I remember all the advice that you had earlier in the month (I think). It did seem then by what you said that he was possibly not going to be able to make the relationship work with you.
Now it does seem that even though he may have made quite an effort to make things work, you have pushed him too far. Pushed him perhaps because you want things to be perfect and you can't just leave things - and him - to evolve naturally and when they can.You also have trust issues. You are very articulate about how you see yourself and your own character, and honest too. Tonight you are clearly blaming yourself for a bad situation which you have created and instantly regretted. Some self control is necessary when you feel like escalating something late at night and you are likely to do and say stuff which normally you would stay well away from! Maybe he just cannot be what you want when you want it and he may feel that at times you are just such high maintenance that he wants to run away from you and your issues to somewhere where he doesn't have to face up to a lot of confrontation or conflict. It does sound as if you are very needy and quite hard work; maybe if you were to make a list of what you feel might count against your having a lasting relationship with a man...learing from .too many mistakes in the past .....you might get a better handle on how you feel and the behaviour which keeps recurring and is a pattern in your life. Some counselling would probably help you greatly. Ignoring what you feel is very bad advice from your Mother is probably the best idea until you are feeling stronger and more focussed on where you are going.
Definitely give him space. Don't keep going on and on "pecking his head" with every little thought or doubt that comes into your head. Let him think, let him work, let him spend time on his own and if he comes to some conclusions of his own, whatever they may be, you need to respect those and stop pushing. People who are pushed tend to either dig in their heels or give up. On giving up, if they then have to try to be what they're really not, they end up feeling and being resentful. That's no basis for any relationship.

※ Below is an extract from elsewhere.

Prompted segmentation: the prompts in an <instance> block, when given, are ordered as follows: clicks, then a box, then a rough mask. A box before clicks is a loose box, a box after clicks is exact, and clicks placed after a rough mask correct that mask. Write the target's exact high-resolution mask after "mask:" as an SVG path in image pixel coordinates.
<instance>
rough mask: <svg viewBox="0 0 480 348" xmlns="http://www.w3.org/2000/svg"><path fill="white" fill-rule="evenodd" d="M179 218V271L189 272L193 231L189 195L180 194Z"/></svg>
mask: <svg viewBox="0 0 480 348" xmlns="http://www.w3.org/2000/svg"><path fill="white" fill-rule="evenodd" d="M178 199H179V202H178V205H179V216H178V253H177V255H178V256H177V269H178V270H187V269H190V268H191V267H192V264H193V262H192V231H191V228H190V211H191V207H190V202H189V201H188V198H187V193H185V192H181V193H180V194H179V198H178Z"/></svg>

You were sensible to reach out for help today. You were clearly very emotional and upset and it seems that you have now calmed down and would benefit from some sleep and a clearer head tomorrow. Try to remember that nobody's died. That's not a throwaway line, I honestly feel every sympathy for you. But you do need to take all the time that you need to try to heal yourself, get some help and, if necessary at this time, understand that you can function alone and outside of a relationship. Get yourself right and then you have the best chance of being happy. Keep battering something that is really not working and that's only going to make you more unhappy. Wishing you a better day tomorrow and promise yourself, please, that rows, confrontation, loss of control and real distress are not the best way to go through life. Fix yourself if you can and you stand every chance of a happy life. Good luck!